Bernie Sanders agrees with and voted for the Affordable Care Act but believes that it has not met his goals for healthcare in America.  He wants to establish a single-payer health-care system for every American through his Medicare for All program (also called H.R.676).  A single-payer healthcare system is where the state pays for all healthcare costs rather than private insurers.  He claims that his policies will save taxpayers $500 billion per year.1 Sanders understands that this progress will not happen immediately and proposes to first expand Medicaid coverage to more Americans, which is more cost-effective than private insurance.  He has taken certain steps to ensuring this such as proposing the Medicaid Generic Drug Price Fairness Act, which cuts down spending on generic drugs in Medicaid.  This makes it more cost effective and hopefully more accessible.
    Is what Bernie Sanders proposes giving too much power to the government?

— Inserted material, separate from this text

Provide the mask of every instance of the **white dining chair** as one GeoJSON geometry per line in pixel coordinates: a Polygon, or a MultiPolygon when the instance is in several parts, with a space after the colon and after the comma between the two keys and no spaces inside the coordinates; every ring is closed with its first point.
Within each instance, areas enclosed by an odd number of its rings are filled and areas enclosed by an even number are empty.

What he values as helpful takes away from the freedom of states.  The Affordable Care Act does not go to such extremes.  In response, Sanders argues that his policies share similarities with the United Kingdom.  A comparison does no good because America has different values than do other countries.  We value a federal government with limited control.  Regardless of intentions, such policies do come at the cost of societal values established long ago.  Sanders justifies his position by asserting that he hopes to create a social insurance like that in Canada.  This comes with other problems:  funding and care availability.  Long lines haunt Canada's health care systems, causing delayed help.  Additionally, Sanders intends on amending the tax code by adding an American Health Security Trust Fund, which creates several new taxes.  Sanders's policies seem ideal with their savings; however, they come at several costs.
    Bernie Sanders has taken positions on almost all other aspects of healthcare as well.  Mental health, prescription drugs, nutrition, food stamps and many other policies exist on his list for reform.  With this election several changes will be made regardless of the candidate.  Ideas that seem ideal on the surface come with hidden costs society has to bear.  Other candidates such as Donald Trump want to limit and get rid of Medicare altogether and replace it with a health savings account.  Society has identified problems.  Now it is the time for changes to finally be made.  Chances are that the policies candidates propose today will face significant opposition and undergo revisions until the people become affected.
    The United States spends more than the wealthiest nations on healthcare, yet has poor health outcomes such as shorter life expectancy.  The healthcare industry remains one with significant amounts of growth.  With elections coming up, issues have finally started to be addressed.